Serious question... why would you think any given function should have any reasonable predictive capability? If I'm trying to model something in the engineering world I learn about how that thing works and select functions that are know to be representative of that behavior. For example, using a weibull distribution to evaluate predicted failures of a component or system. On the other hand, if I try random model functions with a sufficient number of model parameters, I would expect to be able to make some of those functions "fit" a given set of data, but I would not trust them to have any predictive capability. There are many way you could go about trying to convince yourself a given model might continue to work in the future. I'd be interested to know if or how you're considering that issue.

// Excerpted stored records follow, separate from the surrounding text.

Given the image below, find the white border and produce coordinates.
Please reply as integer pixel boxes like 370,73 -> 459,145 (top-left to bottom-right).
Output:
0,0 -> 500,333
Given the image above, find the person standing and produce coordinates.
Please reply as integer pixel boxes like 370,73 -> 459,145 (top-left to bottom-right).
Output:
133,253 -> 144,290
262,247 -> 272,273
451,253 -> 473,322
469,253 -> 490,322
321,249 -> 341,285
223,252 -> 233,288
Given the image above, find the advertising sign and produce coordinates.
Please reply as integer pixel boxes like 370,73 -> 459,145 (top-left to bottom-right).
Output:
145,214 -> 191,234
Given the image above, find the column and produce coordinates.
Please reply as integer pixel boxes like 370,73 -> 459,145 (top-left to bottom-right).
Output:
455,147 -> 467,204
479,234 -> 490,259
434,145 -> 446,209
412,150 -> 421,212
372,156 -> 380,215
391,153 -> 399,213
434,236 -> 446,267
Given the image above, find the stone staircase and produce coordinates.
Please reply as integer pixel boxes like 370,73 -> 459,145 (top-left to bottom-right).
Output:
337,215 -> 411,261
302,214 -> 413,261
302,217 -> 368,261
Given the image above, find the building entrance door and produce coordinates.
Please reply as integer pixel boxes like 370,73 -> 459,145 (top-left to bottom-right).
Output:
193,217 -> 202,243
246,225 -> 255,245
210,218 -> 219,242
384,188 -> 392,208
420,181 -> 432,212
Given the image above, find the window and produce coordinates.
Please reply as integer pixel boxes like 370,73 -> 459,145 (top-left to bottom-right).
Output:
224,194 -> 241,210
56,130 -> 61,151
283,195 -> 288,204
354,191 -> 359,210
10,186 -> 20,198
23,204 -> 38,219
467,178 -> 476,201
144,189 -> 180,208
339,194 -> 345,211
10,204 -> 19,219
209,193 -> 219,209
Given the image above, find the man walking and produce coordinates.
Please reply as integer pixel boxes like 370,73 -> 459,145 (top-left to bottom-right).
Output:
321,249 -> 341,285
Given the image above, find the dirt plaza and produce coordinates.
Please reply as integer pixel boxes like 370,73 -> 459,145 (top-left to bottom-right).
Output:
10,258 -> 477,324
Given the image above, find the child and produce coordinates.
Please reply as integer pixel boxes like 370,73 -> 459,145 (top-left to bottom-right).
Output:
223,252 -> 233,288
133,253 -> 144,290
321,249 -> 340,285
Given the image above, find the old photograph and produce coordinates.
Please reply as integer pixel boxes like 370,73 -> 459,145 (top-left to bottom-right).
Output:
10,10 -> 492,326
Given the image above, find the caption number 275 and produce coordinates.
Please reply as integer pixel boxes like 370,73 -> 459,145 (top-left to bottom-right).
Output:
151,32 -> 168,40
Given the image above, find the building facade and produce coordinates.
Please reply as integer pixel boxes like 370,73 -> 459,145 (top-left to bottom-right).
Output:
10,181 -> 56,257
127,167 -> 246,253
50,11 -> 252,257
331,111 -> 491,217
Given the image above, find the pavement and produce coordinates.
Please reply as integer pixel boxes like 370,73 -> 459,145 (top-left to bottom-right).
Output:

On 44,098 instances of out-of-sample evaluation data, the method had better simulated per-trade performance than the equivalent of buy and hold. This was using the same rules for each of the 26 assets tested. The functions found try to fit data well, but not too well, three swings plus surrounding data. The rules derived from the training data, not just the function output, are what would make the method work or not going forward.
What are the rules? How do u tell if results with rules are statistically significant? Is the rule saying BTFD?
I would just trade it. I am not sure I don't trade in a somewhat more simplistic manner, doing a sloppy, short term, linear regression in my head based off other moves I have seen on other data.
The rules are in the pseudocode in the first post. The start of the rules has Code: # types_for_runtime_checking [Ff]itProp lpr ^bars$ R1 = R0 = undef R0 = 0.828438 * lpr01op R1 = 0.388818 * lpr01cl if lpr12hi > R1 if hifitProp > clfitProp if R0 > cldtwFitProp if bars <= 36 if hifitProp > clfitProp R1 = 0.0973804 * lpr01lo R0 = 0.979132 * cldtwFitProp if opfitProp <= R0 if clfitProp >= 0.894782 R1 = 0.230463 * opdtwFitProp if bars <= 38 if lpr12lo <= R1 return 1 The rule has registers R0 R1 can get assigned to values in a multiplication statement or be undefined inputs such as lpr12hi: log of (predicted high price 2 bars ahead divided by predicted high price 1 bar ahead) * 100 lpr01op: log of (predicted open price 1 bar ahead divided by predicted open price of current bar) * 100 opfitProp: measure of how good the fit was for the series of open prices cldtwFitProp: measure of how good the fit was for the series of close prices using dynamic time warping bars: number of bars in the pattern constants get compared with inputs or multiply inputs. types_for_runtime_checking are regular expressions that match zero or more inputs. Registers assigned to a constant multiplied by an input take on that input's type. if statments have a condition that when true, the next statement runs. When the operands of an input have different types, the result is always false. For example, the "if R0 > cldtwFitProp" can never evaluate true because "R0 = 0.828438 * lpr01op" causes R0 to have type lpr and cldtwFitProp has type [Ff]itProp. return 1 means the rule passed, and the trade would be go long the next bar's open and exit the following bar's open. I'm guessing the results are statistically significant because the simulated per-trade performance tested better on a large set of out-of-sample data with the rules than without. I don't think the rules look like a "buy the dip" strategy because they apply to the next bar's open to the following bar's open. Of course, there are many times the rules would evaluate positive on consecutive trading days for the same symbol.